1. ## Cardinality of events?

I do not understand how to do these problems.

1. 1 dice is rolled five times, find the probability that the sequence is increasing (ex. 12345, 12346, 23456, etc.)
2. 1 dice is rolled five times, find the probability that the sequence contains exactly two numbers (11234, 22314, etc.)

I can get the cardinality of the sample space. (6^5)

I'm mostly having a hard time with the cardinality of the events. There are so many possibilities for each of these, it's impossible to write them out on paper. How do I get the cardinality of all these events?

This assignment is due soon and for the most part I understand it. But I do not understand how to get these problems with the large event cardinalities.

2. Hello, jimpo2!

1. A die is rolled five times.
Find the probability that the sequence is increasing (ex. 12345, 12346, 23456, etc.)
This one is simple if you think about it . . .

Of the $6^5 = 7776$ possible outcomes,
. . only five are in increasing order: . $\bigg\{12345,\:12356,\:12456,\:134456,\:23456\bigg \}$

Therefore: . $P(\text{increasing order}) \;=\;\frac{5}{7776}$

2. A die is rolled five times.
Find the probability that the sequence contains exactly one pair: (11234, 22314, etc.)
The Pair can be any of the 6 values.

The Pair can show up in any two of the five rolls: . ${5\choose2} = {\color{blue}10}$ ways.

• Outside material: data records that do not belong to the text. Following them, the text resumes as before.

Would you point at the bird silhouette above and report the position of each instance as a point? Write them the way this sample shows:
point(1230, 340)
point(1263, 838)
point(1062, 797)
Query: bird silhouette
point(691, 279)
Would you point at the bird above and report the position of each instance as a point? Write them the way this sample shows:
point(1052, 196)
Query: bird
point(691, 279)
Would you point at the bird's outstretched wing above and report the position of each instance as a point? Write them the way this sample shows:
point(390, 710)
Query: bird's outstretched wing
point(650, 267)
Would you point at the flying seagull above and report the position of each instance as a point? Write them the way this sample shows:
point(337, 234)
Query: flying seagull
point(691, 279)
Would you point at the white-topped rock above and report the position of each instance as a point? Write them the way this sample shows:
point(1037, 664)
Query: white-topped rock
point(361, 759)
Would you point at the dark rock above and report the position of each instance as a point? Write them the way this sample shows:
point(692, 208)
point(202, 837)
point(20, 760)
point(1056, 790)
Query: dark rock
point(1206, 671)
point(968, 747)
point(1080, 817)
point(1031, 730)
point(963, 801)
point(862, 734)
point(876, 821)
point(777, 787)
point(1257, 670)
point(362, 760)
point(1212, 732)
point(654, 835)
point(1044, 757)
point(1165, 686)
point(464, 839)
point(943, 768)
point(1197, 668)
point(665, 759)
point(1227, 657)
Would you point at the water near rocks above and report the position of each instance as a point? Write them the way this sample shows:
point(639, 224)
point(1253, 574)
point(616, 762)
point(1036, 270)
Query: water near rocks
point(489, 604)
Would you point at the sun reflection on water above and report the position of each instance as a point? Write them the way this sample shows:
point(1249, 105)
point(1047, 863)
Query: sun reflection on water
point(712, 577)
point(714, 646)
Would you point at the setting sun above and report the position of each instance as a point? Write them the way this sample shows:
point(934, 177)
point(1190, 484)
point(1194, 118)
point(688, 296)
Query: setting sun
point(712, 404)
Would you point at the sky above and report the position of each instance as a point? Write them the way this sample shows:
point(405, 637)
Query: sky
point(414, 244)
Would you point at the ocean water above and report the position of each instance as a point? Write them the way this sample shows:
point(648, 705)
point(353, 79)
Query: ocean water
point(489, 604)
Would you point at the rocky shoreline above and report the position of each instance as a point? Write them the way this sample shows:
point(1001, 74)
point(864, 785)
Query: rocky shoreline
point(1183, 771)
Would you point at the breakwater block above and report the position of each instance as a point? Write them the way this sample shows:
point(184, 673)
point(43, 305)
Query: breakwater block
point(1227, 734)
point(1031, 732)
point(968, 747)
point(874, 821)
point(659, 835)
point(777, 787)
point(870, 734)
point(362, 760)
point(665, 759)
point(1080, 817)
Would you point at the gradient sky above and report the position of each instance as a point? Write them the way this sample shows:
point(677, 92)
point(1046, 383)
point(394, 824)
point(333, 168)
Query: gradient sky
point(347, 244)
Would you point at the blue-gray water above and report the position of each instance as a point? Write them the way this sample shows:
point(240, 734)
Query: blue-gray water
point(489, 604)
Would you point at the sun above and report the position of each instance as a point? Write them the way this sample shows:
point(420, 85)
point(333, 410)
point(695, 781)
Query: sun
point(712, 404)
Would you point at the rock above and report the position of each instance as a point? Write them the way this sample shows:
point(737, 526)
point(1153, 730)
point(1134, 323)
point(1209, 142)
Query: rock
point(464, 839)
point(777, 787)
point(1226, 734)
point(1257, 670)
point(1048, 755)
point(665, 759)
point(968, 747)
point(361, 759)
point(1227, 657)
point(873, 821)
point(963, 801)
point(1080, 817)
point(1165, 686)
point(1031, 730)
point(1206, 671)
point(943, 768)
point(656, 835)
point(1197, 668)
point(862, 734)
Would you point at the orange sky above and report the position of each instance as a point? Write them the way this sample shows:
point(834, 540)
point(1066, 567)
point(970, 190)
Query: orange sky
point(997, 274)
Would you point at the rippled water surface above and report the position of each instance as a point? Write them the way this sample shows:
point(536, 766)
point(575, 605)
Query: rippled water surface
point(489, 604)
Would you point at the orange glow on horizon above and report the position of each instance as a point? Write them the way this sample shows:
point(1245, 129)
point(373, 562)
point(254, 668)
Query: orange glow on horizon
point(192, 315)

The probability that two rolls have that Pair is: . $\left(\frac{1}{6}\right)^2 \:=\:{\color{blue}\frac{1}{36}}$

The other three rolls must not match the Pair or each other: . $\frac{5}{6}\cdot\frac{4}{6}\cdot\frac{3}{6} \;=\;{\color{blue}\frac{5}{18}}$

Therefore: . $P(\text{one Pair}) \;=\;6\cdot 10\cdot\frac{1}{36}\cdot\frac{5}{18} \;=\;\frac{25}{54}$